We all have different body types which may respond differently to training regimes. In this blog we get to know the three classic body types and consider how they might influence the way in which we train.
What kind of morph are you: ectomorph, endomorph or mesomorph?
Identification of different body types is usually based on an assessment of your stature, muscle and fat mass. The approach was defined by an American psychologist, William Herbert Sheldon, in the 1940s who coined the terms we still use today: Ectomorph, Endomorph and Mesomorph. An Ectomorph will have a tall, light build, small joints and lean muscle. A typical Endomorph will have a shorter, squarer, build and can easily gain fat. The traits of the Mesomorph are a typically athletic shape and they respond quickly to training with visible differences soon apparent. Have a look in the mirror and see if you feel you fit into one of these shape definitions.
Make sure you know what is happening, on the inside
Looking at yourself will probably have reminded you that we are all different and our bodies are capable of incredible things. Whatever physical traits you might have, you don’t have to let it control your quest to be fitter and healthier and that journey should begin with you knowing what is going on, on the inside. Start with the science and use an accurate body composition monitor so that you have a clear understanding of your level of muscle and fat and importantly, their distribution around your body. You might look slim but have a low level of muscle and hence fall into the category of ‘skinny fat’; knowledge is power and you are in a better position if you know where you are starting from.
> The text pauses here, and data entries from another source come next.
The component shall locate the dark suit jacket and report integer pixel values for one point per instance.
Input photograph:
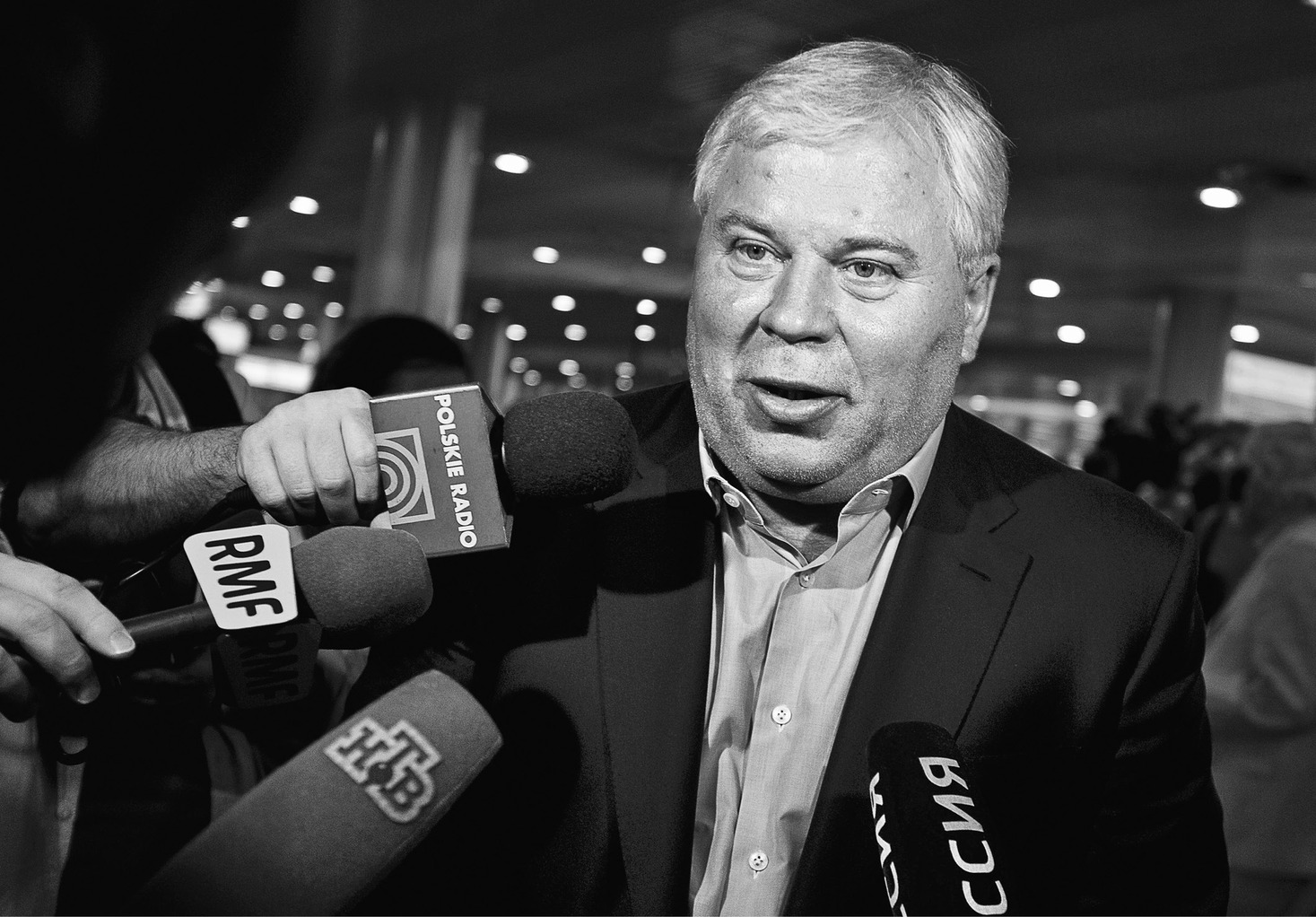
(1044, 617)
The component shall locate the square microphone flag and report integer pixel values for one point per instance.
(441, 482)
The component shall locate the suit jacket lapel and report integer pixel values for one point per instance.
(654, 607)
(943, 609)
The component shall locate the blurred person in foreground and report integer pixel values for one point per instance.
(116, 208)
(816, 544)
(1261, 682)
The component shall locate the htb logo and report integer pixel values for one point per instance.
(392, 764)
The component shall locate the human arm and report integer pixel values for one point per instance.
(309, 460)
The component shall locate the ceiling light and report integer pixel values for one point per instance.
(1245, 333)
(1220, 197)
(512, 162)
(1042, 287)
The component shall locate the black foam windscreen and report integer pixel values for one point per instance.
(345, 570)
(571, 446)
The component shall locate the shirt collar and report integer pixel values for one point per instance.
(915, 471)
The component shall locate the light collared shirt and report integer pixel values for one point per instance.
(787, 637)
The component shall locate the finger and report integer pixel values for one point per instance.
(49, 643)
(17, 694)
(259, 471)
(91, 621)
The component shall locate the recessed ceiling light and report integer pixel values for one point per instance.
(1220, 197)
(512, 162)
(1042, 287)
(1245, 333)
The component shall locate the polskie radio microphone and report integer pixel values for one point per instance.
(454, 470)
(318, 833)
(933, 849)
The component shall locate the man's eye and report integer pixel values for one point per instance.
(867, 270)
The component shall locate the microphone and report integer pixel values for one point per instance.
(360, 584)
(454, 470)
(933, 848)
(318, 833)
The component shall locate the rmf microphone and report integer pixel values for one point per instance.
(933, 848)
(318, 833)
(454, 470)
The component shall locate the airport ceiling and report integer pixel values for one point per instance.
(1119, 112)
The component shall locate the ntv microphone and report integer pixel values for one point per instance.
(318, 833)
(454, 470)
(935, 854)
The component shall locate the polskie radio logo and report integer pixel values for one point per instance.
(392, 764)
(402, 459)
Once you understand your body composition, you can then overlay that knowledge with the traits which might be influenced by your body shape and work on a fitness plan to suit you.
Tips for different body types
You might already be blessed with an ‘hourglass’ shape and you should also find it easier to gain muscle when you integrate resistance activity into your exercise plan. Circuit training should work well for you and make sure you include some cardio work in your fitness regime so that you maintain the right level of body fat.
You are lucky enough to be predisposed to a naturally athletic build and your body will typically respond well to weight training and you will see the changes fast. Try to include some multi joint workouts or sports like tennis which work your whole body. Also, watch your nutrition, because theory has it that mesomorphs will gain weight quickly if their eating plan contains too many calories from high-fat, high-sugar foods.
Naturally long and lean, you might find it hard to gain weight and increasing your exercise can mean you lose fat and end up skinnier than you want to be. To build strength, try to include compound exercises which use more than one joint or muscle group. Eating clean carbs (sweet potato mash rather than white bread!) will help to make sure you don’t lose weight as you work out more. Whatever your body type, remember that your body is an amazing machine, that with the right fuel and maintenance will work its best. The better you understand your body the healthier and happier you will be.